Earlier this month, I had the opportunity to address the Senate Select Committee hearing on the Cost of Living to highlight the impacts on Catholic school communities, with past president of the Australian Catholic Principals Association, Ann Rebgetz. 

I spoke about the additional financial pressures on Catholic school families, because they are expected to make a contribution to their children’s education which is calculated by the Capacity to Contribute measure that assesses family income. Whereas, public school families are asked to make a much smaller voluntary contribution.

For Catholic schools, government funding makes up around 74 per cent of educational costs annually with around $4 billion in after-tax dollars from parent contributions. Our families also contribute nearly 90 per cent of the costs required to fund school buildings and other capital works, which is around $2 billion annually.

Our schools and dioceses are very aware of the challenges families face, particularly in times of high inflation and interest rates. To combat this financial burden, there are a range of measures including sibling discounts, automatic fee reductions for Health Care Card holders, fee relief for financial hardship, scholarships and bursaries. As an example, in one of our state systems over 40 per cent of students received some form of fee concession or relief.

In my evidence to the Senate Committee hearing, I raised a number of concerns including:

  • Maintaining appropriate indexation on school funding
  • Taking a sector-neutral approach to funding and support for programs addressing the national teacher shortage crisis and disadvantaged communities
  • Capital support for non-government schools

I also spoke about the Productivity Commission draft report that canvased the removal of the deductible gift recipient (DGR) status for schools which would have a dire effect on the ability of our school communities to raise funds for school infrastructure.

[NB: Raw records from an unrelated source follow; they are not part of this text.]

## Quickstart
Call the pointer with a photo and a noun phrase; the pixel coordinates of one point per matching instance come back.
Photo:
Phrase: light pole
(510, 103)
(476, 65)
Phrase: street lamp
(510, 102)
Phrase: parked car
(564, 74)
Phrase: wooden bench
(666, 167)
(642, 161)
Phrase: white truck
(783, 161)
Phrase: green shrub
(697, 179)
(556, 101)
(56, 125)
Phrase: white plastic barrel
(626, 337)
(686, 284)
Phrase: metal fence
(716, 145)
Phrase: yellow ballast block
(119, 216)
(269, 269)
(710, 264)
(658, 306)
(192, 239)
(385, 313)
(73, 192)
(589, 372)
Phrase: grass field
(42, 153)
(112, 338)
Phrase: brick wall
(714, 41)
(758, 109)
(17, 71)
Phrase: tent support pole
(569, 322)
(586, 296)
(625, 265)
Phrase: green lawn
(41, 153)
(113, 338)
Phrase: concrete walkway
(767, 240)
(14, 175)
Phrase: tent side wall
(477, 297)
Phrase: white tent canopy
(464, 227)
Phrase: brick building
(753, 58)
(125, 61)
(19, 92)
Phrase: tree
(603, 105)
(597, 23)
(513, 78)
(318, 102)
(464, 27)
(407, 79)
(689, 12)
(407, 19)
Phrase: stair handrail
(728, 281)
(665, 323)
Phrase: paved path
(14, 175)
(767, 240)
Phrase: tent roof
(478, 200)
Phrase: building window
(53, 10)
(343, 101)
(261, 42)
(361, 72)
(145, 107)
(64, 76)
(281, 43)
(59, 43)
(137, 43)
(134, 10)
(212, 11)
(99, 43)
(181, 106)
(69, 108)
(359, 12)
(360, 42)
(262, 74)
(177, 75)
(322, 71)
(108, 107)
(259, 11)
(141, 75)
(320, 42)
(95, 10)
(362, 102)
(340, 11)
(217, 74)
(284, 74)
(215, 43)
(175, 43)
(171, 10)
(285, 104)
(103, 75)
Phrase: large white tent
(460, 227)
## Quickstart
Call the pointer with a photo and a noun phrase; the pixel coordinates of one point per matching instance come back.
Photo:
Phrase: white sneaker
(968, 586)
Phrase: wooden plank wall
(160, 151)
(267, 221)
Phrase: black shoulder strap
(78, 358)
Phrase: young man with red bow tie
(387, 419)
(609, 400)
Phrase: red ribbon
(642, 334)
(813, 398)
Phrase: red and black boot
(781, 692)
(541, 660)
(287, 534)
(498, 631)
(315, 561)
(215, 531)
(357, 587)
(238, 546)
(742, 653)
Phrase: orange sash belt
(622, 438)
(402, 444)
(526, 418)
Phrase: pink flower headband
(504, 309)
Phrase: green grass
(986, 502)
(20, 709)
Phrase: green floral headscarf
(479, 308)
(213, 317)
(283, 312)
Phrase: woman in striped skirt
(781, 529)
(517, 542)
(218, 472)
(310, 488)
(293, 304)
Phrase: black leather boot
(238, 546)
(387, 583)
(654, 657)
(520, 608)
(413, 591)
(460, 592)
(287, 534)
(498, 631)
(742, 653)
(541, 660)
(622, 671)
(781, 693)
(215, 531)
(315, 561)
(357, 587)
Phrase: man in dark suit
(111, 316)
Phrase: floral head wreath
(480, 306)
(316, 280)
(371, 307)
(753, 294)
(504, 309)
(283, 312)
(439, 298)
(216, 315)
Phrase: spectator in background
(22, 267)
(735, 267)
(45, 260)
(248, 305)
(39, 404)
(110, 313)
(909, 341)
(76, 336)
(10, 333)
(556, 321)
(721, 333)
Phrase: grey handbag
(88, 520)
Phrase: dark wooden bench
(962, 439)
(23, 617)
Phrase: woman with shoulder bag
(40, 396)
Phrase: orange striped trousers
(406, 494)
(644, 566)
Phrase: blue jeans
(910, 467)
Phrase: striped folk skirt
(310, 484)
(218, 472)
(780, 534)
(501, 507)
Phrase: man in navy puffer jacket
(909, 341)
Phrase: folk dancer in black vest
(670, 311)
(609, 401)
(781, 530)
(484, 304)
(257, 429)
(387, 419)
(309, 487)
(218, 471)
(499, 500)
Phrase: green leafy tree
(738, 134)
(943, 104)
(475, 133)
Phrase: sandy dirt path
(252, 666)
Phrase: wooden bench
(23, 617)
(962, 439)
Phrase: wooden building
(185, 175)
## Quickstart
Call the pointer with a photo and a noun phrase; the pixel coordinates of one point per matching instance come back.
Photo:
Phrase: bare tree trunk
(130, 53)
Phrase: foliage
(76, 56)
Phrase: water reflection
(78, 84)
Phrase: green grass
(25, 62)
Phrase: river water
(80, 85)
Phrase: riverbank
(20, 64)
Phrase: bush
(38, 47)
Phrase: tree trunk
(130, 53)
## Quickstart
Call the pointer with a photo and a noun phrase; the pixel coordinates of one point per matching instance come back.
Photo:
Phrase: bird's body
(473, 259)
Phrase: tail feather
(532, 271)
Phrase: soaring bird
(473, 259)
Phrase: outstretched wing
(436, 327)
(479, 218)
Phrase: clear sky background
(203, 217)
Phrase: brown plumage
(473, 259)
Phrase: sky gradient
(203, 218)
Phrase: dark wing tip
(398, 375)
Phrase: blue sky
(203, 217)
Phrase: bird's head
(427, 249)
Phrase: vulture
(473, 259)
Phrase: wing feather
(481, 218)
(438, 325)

If this was to proceed, it would further impact the educational opportunities of families who seek a Catholic education in their local area, and create increased challenges for Catholic schools to maintain and renew ageing infrastructure and facilities to provide a contemporary and fit-for-purpose learning environment for our students.

The NCEC has made a submission and I will be speaking at the Productivity Commission’s hearing today (14 February) to address this issue in greater detail.